Brief items
The current stable 2.6 kernel is 2.6.14.2,
released on November 10.
2.6.14.2 contains about a dozen fixes, including one for the zero-length
datagram bug. It does not contain a fix for the
file lease denial of service bug yet, however.
The current 2.6 prepatch is 2.6.15-rc1, announced by Linus on
November 11. Says Linus:
It's hard to go through in any great detail, because even the
shortlog is actually almost five thousand lines and about 200kB in
size, and would thus run afoul of the mailing list limits so I
can't include it here. The same is true of the diffstat, only even
more so. The unidiff is about a million lines in size, just the
diffstat is 300+kB.
The changes are really pretty much all over the place, with over
four thousand commits merged in the two weeks since 2.6.14...
The changes in 2.6.15 have been listed in detail here last week and the week before. Significant
changes merged since last week's article, but before 2.6.15-rc1, include a
new, simpler, type-safe netlink API, a new netfilter connection tracking
implementation (which understands IPv6 and will eventually replace the
current code), the removal of some SCSI subsystem typedefs
(Scsi_Device, Scsi_Pointer, and
Scsi_Host_Template), the removal of the owner field from
struct pci_driver, and a new "platform driver" interface.

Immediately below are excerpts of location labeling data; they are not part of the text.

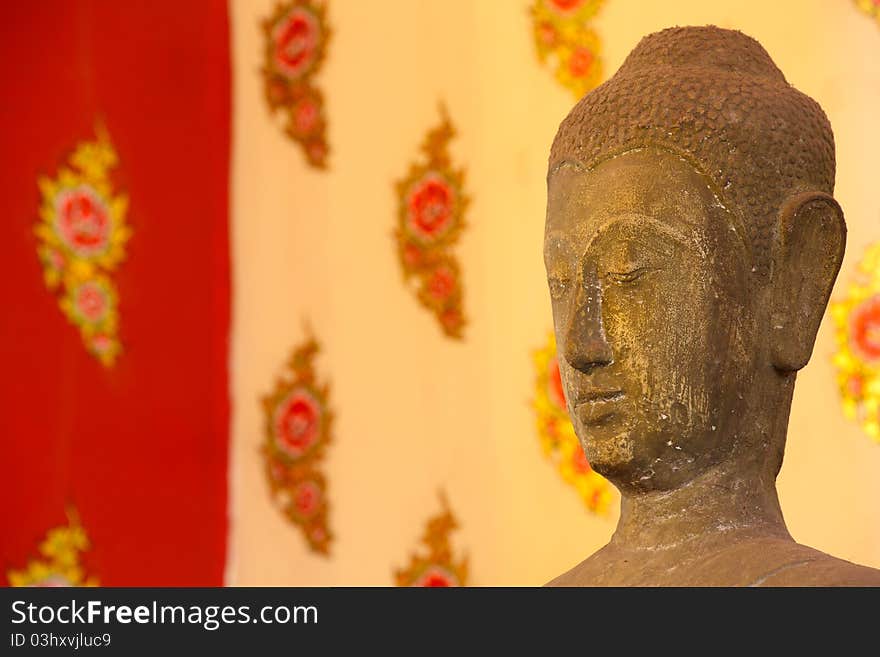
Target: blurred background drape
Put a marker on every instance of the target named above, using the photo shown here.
(140, 449)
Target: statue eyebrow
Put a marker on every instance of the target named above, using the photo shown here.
(662, 227)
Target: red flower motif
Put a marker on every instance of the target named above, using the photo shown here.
(307, 498)
(431, 203)
(580, 62)
(52, 582)
(297, 423)
(866, 329)
(579, 462)
(91, 302)
(436, 577)
(83, 221)
(566, 6)
(296, 40)
(452, 320)
(557, 394)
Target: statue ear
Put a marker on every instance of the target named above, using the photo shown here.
(806, 257)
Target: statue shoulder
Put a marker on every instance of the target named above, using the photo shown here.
(815, 568)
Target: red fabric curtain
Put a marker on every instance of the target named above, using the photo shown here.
(138, 449)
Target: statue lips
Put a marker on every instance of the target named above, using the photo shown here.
(598, 406)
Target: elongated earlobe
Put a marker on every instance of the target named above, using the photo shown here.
(807, 254)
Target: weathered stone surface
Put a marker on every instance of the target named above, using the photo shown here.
(691, 245)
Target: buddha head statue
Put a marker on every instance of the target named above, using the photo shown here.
(691, 245)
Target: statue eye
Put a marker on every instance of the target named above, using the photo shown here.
(630, 276)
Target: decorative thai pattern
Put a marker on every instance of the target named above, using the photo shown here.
(870, 7)
(857, 323)
(430, 218)
(566, 43)
(558, 439)
(296, 44)
(297, 433)
(82, 235)
(435, 567)
(59, 560)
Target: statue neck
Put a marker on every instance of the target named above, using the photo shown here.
(735, 497)
(715, 506)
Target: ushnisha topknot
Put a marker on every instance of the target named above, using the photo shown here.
(714, 97)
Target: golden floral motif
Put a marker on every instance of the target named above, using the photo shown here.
(81, 240)
(857, 333)
(298, 425)
(436, 567)
(296, 37)
(59, 561)
(566, 43)
(431, 207)
(558, 439)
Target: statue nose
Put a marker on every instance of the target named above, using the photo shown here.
(586, 345)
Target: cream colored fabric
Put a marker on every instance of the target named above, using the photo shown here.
(416, 411)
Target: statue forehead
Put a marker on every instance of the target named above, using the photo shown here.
(655, 184)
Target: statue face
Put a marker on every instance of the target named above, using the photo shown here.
(657, 341)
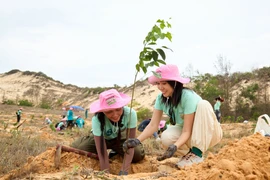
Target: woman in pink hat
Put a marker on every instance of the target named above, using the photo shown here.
(193, 125)
(110, 123)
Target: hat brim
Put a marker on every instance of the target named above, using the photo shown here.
(95, 106)
(153, 80)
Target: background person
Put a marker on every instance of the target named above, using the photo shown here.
(217, 105)
(64, 112)
(110, 124)
(80, 122)
(69, 121)
(19, 113)
(193, 128)
(47, 121)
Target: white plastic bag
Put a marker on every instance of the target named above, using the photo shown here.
(263, 126)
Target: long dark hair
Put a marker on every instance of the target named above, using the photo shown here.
(176, 96)
(101, 118)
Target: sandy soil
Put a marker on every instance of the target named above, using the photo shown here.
(245, 158)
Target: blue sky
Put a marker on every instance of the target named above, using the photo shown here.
(97, 42)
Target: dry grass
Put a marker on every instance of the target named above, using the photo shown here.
(18, 145)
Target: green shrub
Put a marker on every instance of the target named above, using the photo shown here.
(45, 105)
(9, 102)
(25, 103)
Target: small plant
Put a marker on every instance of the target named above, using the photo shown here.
(144, 113)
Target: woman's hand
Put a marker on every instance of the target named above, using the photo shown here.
(169, 153)
(130, 143)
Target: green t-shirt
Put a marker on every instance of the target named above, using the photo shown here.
(217, 105)
(188, 105)
(110, 131)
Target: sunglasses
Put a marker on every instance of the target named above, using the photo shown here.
(172, 116)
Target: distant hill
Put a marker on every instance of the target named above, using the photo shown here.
(39, 89)
(245, 91)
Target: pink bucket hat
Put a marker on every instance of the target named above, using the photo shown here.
(110, 99)
(162, 124)
(167, 72)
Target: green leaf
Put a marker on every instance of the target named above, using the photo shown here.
(161, 61)
(169, 25)
(156, 63)
(152, 43)
(144, 70)
(169, 36)
(138, 67)
(165, 47)
(154, 55)
(141, 64)
(162, 54)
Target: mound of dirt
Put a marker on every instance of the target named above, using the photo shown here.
(247, 158)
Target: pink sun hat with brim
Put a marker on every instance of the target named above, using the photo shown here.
(167, 72)
(110, 99)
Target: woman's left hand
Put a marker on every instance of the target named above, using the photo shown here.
(169, 153)
(130, 143)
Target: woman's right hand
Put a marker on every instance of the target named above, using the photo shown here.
(130, 143)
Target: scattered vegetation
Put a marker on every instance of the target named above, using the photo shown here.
(25, 102)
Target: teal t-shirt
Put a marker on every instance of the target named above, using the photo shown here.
(111, 131)
(217, 105)
(70, 115)
(188, 105)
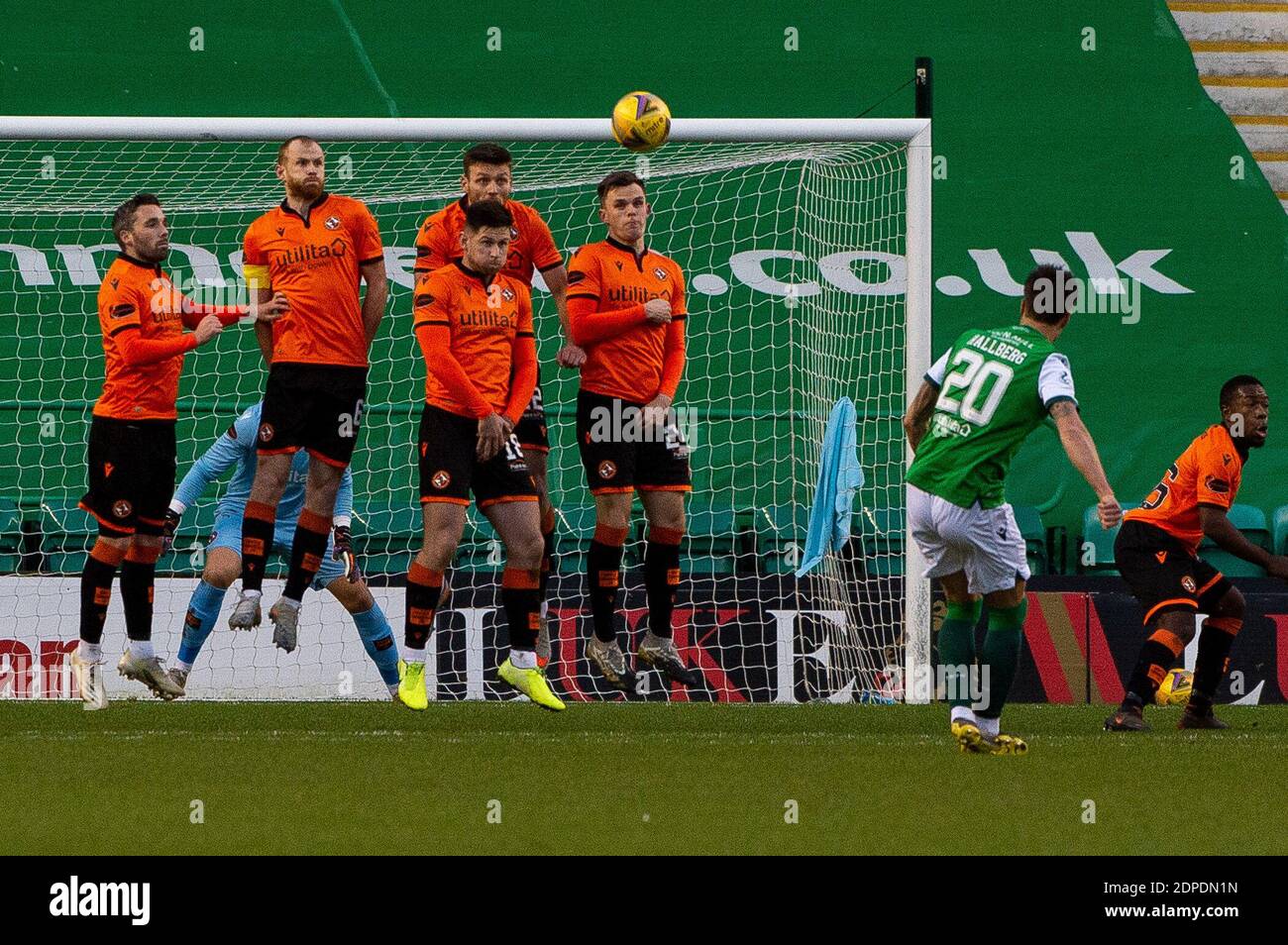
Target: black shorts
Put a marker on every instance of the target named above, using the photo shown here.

For those who are just tuning in: some of the more significant changes in
2.6.15 will include device model changes, basic hotplug memory support, a
reworked NTFS implementation with improved write behavior, a big CIFS
update, a number of block improvements (and a reorganization of the block
layer into its own top-level directory), the Open-iSCSI initiator,
InfiniBand SCSI RDMA, RapidIO
support, a number of scheduler tweaks, the shared subtrees patch,
four-level page tables for the ia-64 architecture, and much more. See the short log for a long list of changes, or
the
long-format changelog for the details.
2.6.15-rc1 marks the closing of the window for new features, so Linus's git
repository contains mostly fixes. It does, however, also include a generic
cmpxchg implementation for i386, new Omnikey Cardman 4000 and 4040
drivers, and a new DMA32 zone for the x86-64 architecture.
The current -mm tree is 2.6.14-mm2. Recent changes to
-mm include some relayfs enhancements, some scheduler tweaks, and various
fixes.
The current 2.4 kernel is 2.4.32, released by Marcelo on
November 16. 2.4 is in deep maintenance mode, so there's not a whole
lot of new features in 2.4.32.
Comments (1 posted)
Kernel development news
Greg Kroah-Hartman has gotten tired of answering the same questions about
Linux kernel development. So he has put together
a HOWTO document to get people
started. The goals are ambitious: "
This is the be-all, end-all
document on this topic. It contains instructions on how to become a Linux
kernel developer and how to learn to work with the Linux kernel development
community." Now people just have to
read it...
Comments (6 posted)
The question of whether the i386 architecture should move to using 4K
kernel stacks by default has been raised a few times; LWN last
covered the 4K stack issue in
September. Adrian Bunk has started the discussion anew with
this proposal that the -mm tree
go to 4K stacks (only) now, with an eye toward changing the mainline for
2.6.16.
Most of the technical issues have not changed since September, so those
arguments will not be repeated here. It is worth noting that layered block
devices and filesystems have mostly been fixed. In past kernels, highly
stacked devices (think of a combination of RAID, encryption, and network
filesystems) could end up with very long call chains in the kernel, and, as
a result, overflow the kernel stack. Most of these calls have since been
serialized, so block-layer stacking should not be a problem.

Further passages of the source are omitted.